Kabar gembira bagi Tenaga Kerja Taiwan! Kementerian Ketenagakerjaan bulan ini akan merevisi undang-undang yang mengatur hari libur dan mulai tahun depan pekerja bisa mendapatkan tambahan 1 hari libur apabila hari libur nasional jatuh pada sabtu atau minggu, ini berarti jumlah hari libur nasional tahun depan akan bertambah 19 hari jika dibandingkan dengan peraturan yang diterapkan sekarang. Tahun depan tenaga kerja akan mendapat libur tambahan yang dibayar gaji sebanyak 6 hari, yitu 1 hari libur tambahan untuk liburan tahun baru imlek dan 5 hari untuk hari libur yang jatuhnya di akhir pekan (long weekend).
Kementerian Ketenagakerjaan menyampaikan, berdasarkan undang-undang ketenagakerjaan yang berlaku sekarang, tenaga kerja mendapat 1 hari istirahat pada setiap pekannya, biasanya hari sabtu dijadikan sebagai hari istirahat, sementara hari minggu dimasukan sebagai hari libur, apabila hari libur nasional jatuh pada hari minggu maka hari liburnya akan diganti dengan hari lain atau ada penambahan hari libur, tetapi jika hari libur nasional jatuh pada hari sabtu maka tidak diberikan liburan tambahan penganti. Setelah diberlakukan peraturan hari libur makan hari libur nasional yang jatuh pada hari sabtu maupun minggu akan diberikan liburan tambahan penganti, peraturan ini telah direvisi dan dapat segera diberlakukan.

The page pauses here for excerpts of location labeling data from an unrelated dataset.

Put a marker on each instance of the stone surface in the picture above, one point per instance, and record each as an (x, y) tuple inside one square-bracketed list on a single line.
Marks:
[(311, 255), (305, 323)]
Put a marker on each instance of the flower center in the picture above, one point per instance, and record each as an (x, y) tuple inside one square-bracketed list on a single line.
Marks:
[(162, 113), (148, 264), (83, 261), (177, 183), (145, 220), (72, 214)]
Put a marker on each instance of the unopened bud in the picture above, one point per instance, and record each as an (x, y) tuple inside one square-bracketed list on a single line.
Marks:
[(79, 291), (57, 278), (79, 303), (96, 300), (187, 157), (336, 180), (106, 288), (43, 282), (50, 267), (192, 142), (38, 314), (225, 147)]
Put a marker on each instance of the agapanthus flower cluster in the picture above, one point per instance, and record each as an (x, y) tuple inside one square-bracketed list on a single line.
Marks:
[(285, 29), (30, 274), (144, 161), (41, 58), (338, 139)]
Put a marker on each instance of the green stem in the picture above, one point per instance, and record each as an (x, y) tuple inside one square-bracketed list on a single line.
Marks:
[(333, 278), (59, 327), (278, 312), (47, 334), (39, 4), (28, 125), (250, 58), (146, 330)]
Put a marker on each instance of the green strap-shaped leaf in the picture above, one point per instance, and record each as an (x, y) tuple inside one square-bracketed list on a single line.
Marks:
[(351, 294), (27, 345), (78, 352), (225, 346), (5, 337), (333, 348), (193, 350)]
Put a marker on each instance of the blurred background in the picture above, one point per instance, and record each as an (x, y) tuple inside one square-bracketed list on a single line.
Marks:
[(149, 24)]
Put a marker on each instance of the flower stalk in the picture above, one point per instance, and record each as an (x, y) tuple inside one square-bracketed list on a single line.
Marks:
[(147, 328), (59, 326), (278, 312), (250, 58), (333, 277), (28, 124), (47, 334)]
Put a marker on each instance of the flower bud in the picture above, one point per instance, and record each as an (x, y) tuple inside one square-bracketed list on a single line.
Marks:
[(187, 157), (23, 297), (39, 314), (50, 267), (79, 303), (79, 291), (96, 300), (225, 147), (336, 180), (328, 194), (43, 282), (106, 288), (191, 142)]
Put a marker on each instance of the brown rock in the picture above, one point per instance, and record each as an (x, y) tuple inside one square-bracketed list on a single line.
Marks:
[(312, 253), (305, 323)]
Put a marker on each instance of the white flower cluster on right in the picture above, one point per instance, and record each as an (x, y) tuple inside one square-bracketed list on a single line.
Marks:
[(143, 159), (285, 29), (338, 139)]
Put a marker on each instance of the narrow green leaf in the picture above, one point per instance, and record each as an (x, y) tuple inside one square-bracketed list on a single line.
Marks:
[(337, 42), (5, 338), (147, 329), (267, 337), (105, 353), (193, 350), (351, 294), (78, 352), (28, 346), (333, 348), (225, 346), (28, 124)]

Penambahan 6 hari libur penganti tahun depan untuk menganti hari libur yang jatuh pada hari sabtu terdiri dari hari ke tiga hari libur tahun baru imlek (21 Februari 2015), hari perdamaian (28 Februari), hari kanak-kanak (4 April), hari perahu naga (dragon boat festival, 20 Juni 2015), hari nasional (10 Oktober 2015), dan hari peringkatan Chiang Kai-shek dan jika ditambah denagan liburan panjang festival kue bulan, berarti tahun depan tenaga kerja Taiwan bisa mendapatkan 7 kali liburan panjang akhir pekan.
Kementerian dalam negeri bulan Maret kemarin telah memutuskan memberlakukan peraturan libur penganti ini, tetapi ini hanya berlaku bagi pegawai negeri sipil, dan untuk memberikan “keuntungan kecil” bagi seluruh tenaga kerja Taiwan, maka kementerian ketenagakerjaan juga akan memberlakukan peraturan ini.
Tetapi sehubungan dengan peraturan liburan baru ini, dunia industri dan bisnis Taiwan memiliki pandangan berbeda. General Chamber of Commerce, Lai Cheng-yi menyampaikan, bagi industri pariwisata, peraturan baru hari libur penganti ini merupakan kabar gembira, bisa merangsang konsumennya, tetapi bagi kebanyakan industri produk lainnya ini merupakan berita buruk, yang berarti penambahan biaya produksi, dapat melemahkan daya sain, untuk itu Lai merekomendasikan pemerintah untuk mempertimbangkan dengan lebih seksama.
Sekjen Pekerja Nasional, Tzai Lien-sheng juga mengemukakan, komunitas bisnis telah berulang kali meminta pemerintah untuk lebih seksama mempertimbangkan ini, sebenarnya “tidak harus” memberikan lebih banyak hari libur lagi. Tzai Lien-sheng mengatakan, tambahan satu hari libur nasional berarti tambahan biaya produksi sebesar 8,6 milyar dollar Taiwan.
Ketua Federasi Usaha Kecil dan Menengah (UKM), Lin Hui-ying menyampaikan, jika pemerintah telah mengaturnya, federasi UKM hanya dapat menerimanya, dan berharap tenaga kerja dapat bekerja dengan lebih efisien, ia optimis dengan efek positif dari liburan tambahan terhadap efisiensi kerja Tenaga Kerja.